We set the initial state as a 2D Gaussian wave packet

$$\psi (t=0)=\frac{1}{{(4\pi {\sigma }^{2})}^{\frac{1}{2}}}\exp \left[-\frac{{(x-{x}_{0})}^{2}}{4{\sigma }^{2}}-\frac{{(y-{y}_{0})}^{2}}{4{\sigma }^{2}}\right]{(1,1)}^{T},$$

(23)

where (x₀, y₀) represents the center of the wave packet. According to the Schrödinger equation \(i{\partial }_{t}\left\vert \psi (t)\right\rangle =H\left\vert \psi (t)\right\rangle\), the time-evolution operator of the non-Hermitian system is expressed as

$$U(t)={e}^{-iHt}=\mathop{\sum}\limits_{n}{e}^{-i{E}_{n}t}\left\vert {\psi }_{n}^{R}\right\rangle \left\langle {\psi }_{n}^{L}\right\vert ,$$

(24)

which shows that those modes with \({{{{{{{\rm{Im}}}}}}}}[{E}_{n}] \, < \, 0\) will vanish due to the exponentially decaying factor, whereas those with \({{{{{{{\rm{Im}}}}}}}}[{E}_{n}] \, > \, 0\) will dominate in the long-time limit. For the model of the Chern insulator with a non-Hermitian boundary in our work, since the term H_γ contains an imaginary unit factor, the total Hamiltonian satisfies H^*(γ) = H₀ − H_γ = H₀ + H_−γ = H( − γ). So the sign of γ determines the sign of \({{{{{{{\rm{Im}}}}}}}}[{E}_{n}]\), which in turn determines whether the mode amplitude grows or decays.
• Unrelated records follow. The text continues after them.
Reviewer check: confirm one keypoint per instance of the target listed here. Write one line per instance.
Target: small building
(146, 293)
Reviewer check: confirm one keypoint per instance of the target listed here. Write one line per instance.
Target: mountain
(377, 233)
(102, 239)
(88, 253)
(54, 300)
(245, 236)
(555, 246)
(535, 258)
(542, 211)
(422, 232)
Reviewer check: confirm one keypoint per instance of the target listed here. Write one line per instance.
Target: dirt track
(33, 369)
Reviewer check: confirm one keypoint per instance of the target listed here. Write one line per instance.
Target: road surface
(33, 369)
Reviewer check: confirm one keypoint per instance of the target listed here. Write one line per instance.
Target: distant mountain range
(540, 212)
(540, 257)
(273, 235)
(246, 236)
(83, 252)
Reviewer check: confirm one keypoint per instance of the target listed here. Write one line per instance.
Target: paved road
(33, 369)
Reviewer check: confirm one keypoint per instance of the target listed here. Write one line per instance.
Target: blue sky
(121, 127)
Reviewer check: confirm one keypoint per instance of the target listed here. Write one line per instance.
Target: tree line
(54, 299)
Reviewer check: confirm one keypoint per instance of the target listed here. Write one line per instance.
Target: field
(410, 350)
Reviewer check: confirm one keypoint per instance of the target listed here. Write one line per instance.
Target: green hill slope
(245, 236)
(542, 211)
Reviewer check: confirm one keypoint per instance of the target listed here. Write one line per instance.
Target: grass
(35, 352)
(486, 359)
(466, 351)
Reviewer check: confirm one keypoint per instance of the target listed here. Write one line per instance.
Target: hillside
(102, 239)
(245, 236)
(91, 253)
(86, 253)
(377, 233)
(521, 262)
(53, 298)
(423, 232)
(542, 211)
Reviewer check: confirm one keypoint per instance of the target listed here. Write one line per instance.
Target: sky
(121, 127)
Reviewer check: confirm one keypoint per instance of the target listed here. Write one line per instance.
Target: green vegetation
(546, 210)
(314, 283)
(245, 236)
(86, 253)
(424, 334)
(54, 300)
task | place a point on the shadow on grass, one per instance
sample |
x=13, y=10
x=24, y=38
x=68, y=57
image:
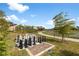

Realization of the non-Hermitian boundaries via coupling to environments

In open quantum systems, the coupling between the system and the environment can be described by the Lindblad master equation, i.e.,

$$\frac{{{{{{{{\rm{d}}}}}}}}\rho }{{{{{{{{\rm{d}}}}}}}}t}=-i[H,\rho ]+\mathop{\sum}\limits_{\mu }\left(2{L}_{\mu }\rho {L}_{\mu }^{{{{\dagger}}} }-\left\{{L}_{\mu }^{{{{\dagger}}} }{L}_{\mu },\rho \right\}\right),$$

(25)

where ρ is the density matrix, L_μ’s are the Lindblad dissipators describing quantum jumps due to coupling to the environment. The short-time evolution is described by the Schrödinger evolution under the effective non-Hermitian Hamiltonian \({H}_{eff}=H-i{\sum }_{\mu }{L}_{\mu }^{{{{\dagger}}} }{L}_{\mu }\) with \({{{{{{{\rm{d}}}}}}}}\rho /{{{{{{{\rm{d}}}}}}}}t=-i({H}_{eff}\rho -\rho {H}_{eff}^{{{{\dagger}}} })\)^43,68. Considering the single particle loss and gain with the loss and gain dissipators:

$${L}_{\mu }^{l} =\sqrt{{\gamma }_{l}}({c}_{\mu a}+{c}_{\mu b}),\\ {L}_{\mu }^{g} =\sqrt{{\gamma }_{g}}\left({c}_{\mu a}^{{{{\dagger}}} }+{c}_{\mu b}^{{{{\dagger}}} }\right).$$

(26)

Eq. (26) leads to the effective Hamiltonian, which reads in momentum space as

$${H}_{eff}=H+i({\gamma }_{g}-{\gamma }_{l})\left({\sigma }_{0}+{\sigma }_{x}\right).$$

(27)

The second term in Eq. (27) has a form that produces the non-Hermitian boundary studied in Eq. (3) and Eq. (18). The loss and gain dissipators in Eq. (26) can be realized in reservoir engineering by using nonlocal couplings to auxiliary degrees of freedom which undergo local loss or gain¹¹.